Tanto Juliano quanto o presidente da Câmara de Santo André, Luiz Zacarias (PL), acham que é cedo ainda para discutir a participação no pleito do ano que vem. No entanto, trabalham em busca de apoios. O liberal garante que tem legenda assegurada para concorrer a estadual.

O único petista da Câmara andreense que admite ser candidato é Jurandir Gallo. Ele diz que há muito balão de ensaio entre os vereadores sobre esse tema, só para analisar as possibilidades de uma possível candidatura, mas assegura que não é o seu caso. “Se o Movimento Estadual da Habitação decidir pela minha participação, eu irei. Deveremos ter dois concorrentes na Assembléia e um para a Câmara dos Deputados, em Brasília”, explica, afirmando que seu nome é cotado para disputar uma vaga de deputado estadual.

Outro candidato assumido é o pedetista Carlos Ferreira, que admite ir buscar eleitores fora da região para atingir a meta de 55 mil votos a deputado estadual. O mesmo posto deverá ser concorrido pelo recordista de votos em Santo André, Aidan Ravin, também do PDT. “Saio a deputado estadual ou federal”, afirma .

Secretários – A outra cidade com mais vereadores possíveis candidatos é São Bernardo, também com oito pretendentes. Nos bastidores da Prefeitura especula-se que os vereadores tucanos licenciados para assumirem os cargos de secretários, como Admir Ferro (Ações Voltadas à Comunidade) e Hiroyuki Minami (Planejamento e Tecnologia da Informação), estudam a possibilidade de disputar a eleição.

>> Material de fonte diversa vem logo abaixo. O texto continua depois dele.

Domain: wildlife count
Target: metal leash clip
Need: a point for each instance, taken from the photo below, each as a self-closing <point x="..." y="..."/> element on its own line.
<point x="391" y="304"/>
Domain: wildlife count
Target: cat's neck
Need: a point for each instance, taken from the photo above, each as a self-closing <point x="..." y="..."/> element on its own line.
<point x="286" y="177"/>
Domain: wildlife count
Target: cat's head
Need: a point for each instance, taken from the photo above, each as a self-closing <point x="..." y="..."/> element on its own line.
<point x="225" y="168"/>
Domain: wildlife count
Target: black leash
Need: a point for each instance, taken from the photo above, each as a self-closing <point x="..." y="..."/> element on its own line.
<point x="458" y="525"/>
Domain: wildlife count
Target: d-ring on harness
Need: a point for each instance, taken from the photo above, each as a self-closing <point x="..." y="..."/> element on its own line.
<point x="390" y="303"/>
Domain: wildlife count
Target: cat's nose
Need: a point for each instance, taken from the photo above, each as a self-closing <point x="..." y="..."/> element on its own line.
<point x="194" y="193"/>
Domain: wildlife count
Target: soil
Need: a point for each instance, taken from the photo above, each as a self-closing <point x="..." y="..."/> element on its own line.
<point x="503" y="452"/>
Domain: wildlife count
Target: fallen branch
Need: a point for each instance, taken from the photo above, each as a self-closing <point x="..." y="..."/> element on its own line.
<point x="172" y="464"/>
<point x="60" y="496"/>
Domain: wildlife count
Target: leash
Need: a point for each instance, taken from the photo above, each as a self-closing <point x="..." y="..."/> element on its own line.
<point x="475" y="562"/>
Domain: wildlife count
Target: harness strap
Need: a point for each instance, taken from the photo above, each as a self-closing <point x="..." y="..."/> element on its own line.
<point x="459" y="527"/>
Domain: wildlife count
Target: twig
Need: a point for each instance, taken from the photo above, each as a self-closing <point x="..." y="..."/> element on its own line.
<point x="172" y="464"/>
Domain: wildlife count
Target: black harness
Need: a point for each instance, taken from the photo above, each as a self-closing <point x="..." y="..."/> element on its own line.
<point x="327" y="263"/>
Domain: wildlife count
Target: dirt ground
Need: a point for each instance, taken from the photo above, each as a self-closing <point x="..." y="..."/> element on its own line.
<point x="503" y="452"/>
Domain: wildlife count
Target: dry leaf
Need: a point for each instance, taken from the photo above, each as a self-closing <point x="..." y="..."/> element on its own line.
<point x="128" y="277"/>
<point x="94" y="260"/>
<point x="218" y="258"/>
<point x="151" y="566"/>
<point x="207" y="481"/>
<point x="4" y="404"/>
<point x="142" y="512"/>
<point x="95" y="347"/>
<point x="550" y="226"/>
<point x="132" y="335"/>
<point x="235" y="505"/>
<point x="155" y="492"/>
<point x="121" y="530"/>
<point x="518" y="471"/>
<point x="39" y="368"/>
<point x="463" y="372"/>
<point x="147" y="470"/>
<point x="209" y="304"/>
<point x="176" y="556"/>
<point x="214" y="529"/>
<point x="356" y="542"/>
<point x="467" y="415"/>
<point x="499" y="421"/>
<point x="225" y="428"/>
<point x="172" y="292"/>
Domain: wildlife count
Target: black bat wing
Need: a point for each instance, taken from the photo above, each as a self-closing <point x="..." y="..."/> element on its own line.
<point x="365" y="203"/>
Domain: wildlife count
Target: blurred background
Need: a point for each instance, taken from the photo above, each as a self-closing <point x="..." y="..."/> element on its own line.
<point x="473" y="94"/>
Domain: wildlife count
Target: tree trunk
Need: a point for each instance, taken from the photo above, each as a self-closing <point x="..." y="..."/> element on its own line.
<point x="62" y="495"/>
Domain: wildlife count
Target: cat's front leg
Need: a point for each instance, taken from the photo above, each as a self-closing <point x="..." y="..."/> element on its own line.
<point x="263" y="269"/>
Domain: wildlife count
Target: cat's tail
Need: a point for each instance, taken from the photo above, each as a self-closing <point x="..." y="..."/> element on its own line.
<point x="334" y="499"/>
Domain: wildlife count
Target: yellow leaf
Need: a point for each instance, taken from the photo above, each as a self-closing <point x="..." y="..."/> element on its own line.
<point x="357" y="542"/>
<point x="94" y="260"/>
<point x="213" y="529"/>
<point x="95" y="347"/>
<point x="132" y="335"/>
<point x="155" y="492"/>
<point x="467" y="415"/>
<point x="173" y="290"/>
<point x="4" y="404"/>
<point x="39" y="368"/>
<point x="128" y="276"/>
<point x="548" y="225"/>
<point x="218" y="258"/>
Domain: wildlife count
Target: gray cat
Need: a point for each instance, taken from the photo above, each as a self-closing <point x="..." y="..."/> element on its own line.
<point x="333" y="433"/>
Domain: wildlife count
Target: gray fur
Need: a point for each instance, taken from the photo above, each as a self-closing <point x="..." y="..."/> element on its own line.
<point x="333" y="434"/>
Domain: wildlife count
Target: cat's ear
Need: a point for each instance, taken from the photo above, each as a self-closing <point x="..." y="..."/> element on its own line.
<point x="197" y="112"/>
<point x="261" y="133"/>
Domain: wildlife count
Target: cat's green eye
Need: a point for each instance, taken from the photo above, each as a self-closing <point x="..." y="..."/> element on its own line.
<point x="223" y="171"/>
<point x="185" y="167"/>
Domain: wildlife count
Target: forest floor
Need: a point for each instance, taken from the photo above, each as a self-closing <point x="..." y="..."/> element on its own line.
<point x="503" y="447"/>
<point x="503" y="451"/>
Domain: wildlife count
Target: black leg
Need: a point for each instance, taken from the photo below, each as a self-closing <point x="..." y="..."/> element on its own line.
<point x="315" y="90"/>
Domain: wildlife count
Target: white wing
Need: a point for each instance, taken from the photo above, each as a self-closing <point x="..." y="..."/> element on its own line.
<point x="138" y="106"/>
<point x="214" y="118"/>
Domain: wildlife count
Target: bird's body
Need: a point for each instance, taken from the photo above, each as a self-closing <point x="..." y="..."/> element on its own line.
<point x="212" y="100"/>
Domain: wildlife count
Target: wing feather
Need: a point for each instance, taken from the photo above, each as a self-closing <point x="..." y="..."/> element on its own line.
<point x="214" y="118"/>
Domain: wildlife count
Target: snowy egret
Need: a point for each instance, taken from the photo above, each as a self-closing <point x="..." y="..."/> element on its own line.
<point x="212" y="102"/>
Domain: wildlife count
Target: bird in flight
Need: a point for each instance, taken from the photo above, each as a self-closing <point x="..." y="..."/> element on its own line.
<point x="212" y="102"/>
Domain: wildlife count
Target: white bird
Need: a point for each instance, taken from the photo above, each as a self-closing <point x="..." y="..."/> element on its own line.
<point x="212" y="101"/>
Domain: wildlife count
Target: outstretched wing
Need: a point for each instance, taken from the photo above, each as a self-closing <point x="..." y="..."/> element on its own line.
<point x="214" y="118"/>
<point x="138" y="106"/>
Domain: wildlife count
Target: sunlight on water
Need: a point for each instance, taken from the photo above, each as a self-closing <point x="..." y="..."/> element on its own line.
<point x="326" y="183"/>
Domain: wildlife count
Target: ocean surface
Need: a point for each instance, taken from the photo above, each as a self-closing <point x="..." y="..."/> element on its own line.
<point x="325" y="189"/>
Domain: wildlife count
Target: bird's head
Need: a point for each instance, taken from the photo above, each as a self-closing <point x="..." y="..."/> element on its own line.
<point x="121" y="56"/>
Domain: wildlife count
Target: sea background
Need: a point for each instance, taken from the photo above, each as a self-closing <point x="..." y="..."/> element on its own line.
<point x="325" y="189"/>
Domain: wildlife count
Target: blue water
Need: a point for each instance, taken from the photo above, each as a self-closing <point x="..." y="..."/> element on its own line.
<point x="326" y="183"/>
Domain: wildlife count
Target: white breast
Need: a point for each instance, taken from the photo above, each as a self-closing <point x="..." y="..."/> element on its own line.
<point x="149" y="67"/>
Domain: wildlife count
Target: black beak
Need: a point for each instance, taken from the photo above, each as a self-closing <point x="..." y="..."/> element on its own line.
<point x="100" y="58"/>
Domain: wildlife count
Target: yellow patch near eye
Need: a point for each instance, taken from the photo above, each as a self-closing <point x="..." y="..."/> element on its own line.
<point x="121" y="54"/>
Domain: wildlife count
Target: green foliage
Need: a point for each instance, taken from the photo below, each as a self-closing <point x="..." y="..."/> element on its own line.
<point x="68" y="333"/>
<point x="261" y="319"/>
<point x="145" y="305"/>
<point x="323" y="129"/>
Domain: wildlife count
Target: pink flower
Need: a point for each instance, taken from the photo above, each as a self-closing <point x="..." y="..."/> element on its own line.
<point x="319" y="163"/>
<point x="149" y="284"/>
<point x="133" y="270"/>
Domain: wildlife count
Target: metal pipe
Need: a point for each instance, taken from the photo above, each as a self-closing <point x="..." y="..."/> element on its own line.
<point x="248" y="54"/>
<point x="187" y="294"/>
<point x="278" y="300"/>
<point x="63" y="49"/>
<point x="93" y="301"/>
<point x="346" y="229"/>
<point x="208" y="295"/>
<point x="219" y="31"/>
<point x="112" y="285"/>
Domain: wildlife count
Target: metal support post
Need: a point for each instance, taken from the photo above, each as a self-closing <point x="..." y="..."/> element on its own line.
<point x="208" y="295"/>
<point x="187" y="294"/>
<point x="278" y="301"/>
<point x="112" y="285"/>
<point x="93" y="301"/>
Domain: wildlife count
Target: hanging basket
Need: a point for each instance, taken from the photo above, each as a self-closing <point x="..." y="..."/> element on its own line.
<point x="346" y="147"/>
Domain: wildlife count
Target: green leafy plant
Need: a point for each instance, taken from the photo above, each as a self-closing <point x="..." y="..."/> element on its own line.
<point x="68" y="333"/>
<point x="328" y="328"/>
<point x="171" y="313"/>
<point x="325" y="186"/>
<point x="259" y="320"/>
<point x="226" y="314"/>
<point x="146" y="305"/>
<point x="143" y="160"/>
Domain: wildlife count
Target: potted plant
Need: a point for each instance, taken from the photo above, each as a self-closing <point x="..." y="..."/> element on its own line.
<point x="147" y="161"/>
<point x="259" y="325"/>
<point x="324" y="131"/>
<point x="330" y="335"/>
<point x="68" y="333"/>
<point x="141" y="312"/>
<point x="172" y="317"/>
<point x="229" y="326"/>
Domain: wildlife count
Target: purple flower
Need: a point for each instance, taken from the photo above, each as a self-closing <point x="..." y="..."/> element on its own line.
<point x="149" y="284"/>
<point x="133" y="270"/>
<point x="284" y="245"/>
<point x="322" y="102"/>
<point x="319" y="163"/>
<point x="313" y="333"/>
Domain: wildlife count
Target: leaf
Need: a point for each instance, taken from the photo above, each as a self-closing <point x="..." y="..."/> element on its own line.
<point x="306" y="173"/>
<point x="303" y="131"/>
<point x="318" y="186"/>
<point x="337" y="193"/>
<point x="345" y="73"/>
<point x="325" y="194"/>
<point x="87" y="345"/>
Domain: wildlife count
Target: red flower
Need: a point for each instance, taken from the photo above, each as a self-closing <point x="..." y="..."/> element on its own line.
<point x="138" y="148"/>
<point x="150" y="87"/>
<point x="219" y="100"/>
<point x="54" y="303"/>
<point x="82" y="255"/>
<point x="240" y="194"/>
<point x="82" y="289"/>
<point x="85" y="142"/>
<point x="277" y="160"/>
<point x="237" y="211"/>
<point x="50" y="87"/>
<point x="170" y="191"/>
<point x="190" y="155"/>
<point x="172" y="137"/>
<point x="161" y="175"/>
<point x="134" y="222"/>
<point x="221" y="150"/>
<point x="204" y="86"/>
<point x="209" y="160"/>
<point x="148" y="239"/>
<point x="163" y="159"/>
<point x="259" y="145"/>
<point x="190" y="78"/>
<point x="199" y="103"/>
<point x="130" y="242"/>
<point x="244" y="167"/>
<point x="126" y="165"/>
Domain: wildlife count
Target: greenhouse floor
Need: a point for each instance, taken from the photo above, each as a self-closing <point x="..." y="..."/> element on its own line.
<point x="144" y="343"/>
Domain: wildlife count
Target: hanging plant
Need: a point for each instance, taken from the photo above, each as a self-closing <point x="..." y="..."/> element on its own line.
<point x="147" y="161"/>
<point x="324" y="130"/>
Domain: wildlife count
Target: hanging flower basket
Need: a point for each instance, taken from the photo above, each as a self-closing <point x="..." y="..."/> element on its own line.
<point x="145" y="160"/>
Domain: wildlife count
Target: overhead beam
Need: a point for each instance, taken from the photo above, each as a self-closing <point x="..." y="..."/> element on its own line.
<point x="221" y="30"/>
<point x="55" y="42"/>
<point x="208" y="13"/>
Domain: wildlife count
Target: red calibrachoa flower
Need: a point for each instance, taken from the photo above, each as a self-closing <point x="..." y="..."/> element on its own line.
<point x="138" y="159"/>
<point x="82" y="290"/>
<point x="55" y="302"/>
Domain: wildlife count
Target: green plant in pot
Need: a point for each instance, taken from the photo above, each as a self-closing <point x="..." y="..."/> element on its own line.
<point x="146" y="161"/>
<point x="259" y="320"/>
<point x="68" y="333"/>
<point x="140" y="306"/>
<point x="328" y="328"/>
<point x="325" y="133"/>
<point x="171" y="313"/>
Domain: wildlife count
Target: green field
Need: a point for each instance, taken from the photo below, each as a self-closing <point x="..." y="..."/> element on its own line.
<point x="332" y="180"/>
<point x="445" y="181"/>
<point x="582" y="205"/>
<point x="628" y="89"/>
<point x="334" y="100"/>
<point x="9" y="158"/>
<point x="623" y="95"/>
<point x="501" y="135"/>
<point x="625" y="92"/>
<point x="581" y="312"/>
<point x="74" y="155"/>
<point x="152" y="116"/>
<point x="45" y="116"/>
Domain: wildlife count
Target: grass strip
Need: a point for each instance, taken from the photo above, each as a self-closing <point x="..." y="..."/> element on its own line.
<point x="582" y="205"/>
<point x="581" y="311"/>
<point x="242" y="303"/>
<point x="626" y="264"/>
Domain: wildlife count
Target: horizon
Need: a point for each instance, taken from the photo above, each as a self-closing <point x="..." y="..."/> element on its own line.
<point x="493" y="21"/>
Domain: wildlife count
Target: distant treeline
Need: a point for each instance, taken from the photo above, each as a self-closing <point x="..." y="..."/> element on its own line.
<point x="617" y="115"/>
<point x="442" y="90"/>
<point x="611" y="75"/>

Da Câmara, podem sair outros seis nomes: Alex Manente (PPS), Névio da Estância (PSB), José Walter Tavares (PL), Carlos Maciel (PSDB), Wagner Lino (PT) e José Ferreira (PT). Manente e os petistas são prováveis candidatos a deputado estadual e os demais, a federal.

Movimentação – Em São Caetano, Gilberto Costa (sem partido) garante que fará sua estréia no páreo com o objetivo de trocar a tribuna da região pela de Brasília. Os outros nomes que circulam pelos bastidores são Ângelo Pavin (PPS), Moacyr Rodrigues (PMDB), Horácio Neto (PT) e o presidente da Casa, Paulo Bottura (PTB).

Soldados – Apontado por colegas da Câmara como um dos prováveis candidatos a deputado de Diadema, o vereador Laercio Soares (PCdoB), diz que não tem interesse pessoal pela disputa. O comunista alega não ter condições estruturais para bancar uma campanha necessária a eleger um deputado. “Se o PCdoB precisar que eu saia para marcar posição na cidade, eu vou, sou um soldado do partido”, afirma Soares.

Mais candidata do que nunca, a vereadora Maria Aparecida Ferreira, a Cida (PMDB), diz que vai seguir a decisão do partido.

À escolha – Em Ribeirão Pires, o presidente da Câmara, Saulo Benevides (PTB), além de José Vicente de Abreu (PRP) e Edinaldo de Meneses (PDT) aguardam apoio do prefeito para confirmarem a candidatura.

Nenhum dos vereadores recentemente eleitos em Rio Grande da Serra foi seduzido a entrar na disputa de 2006. A cidade tem 30 mil eleitores.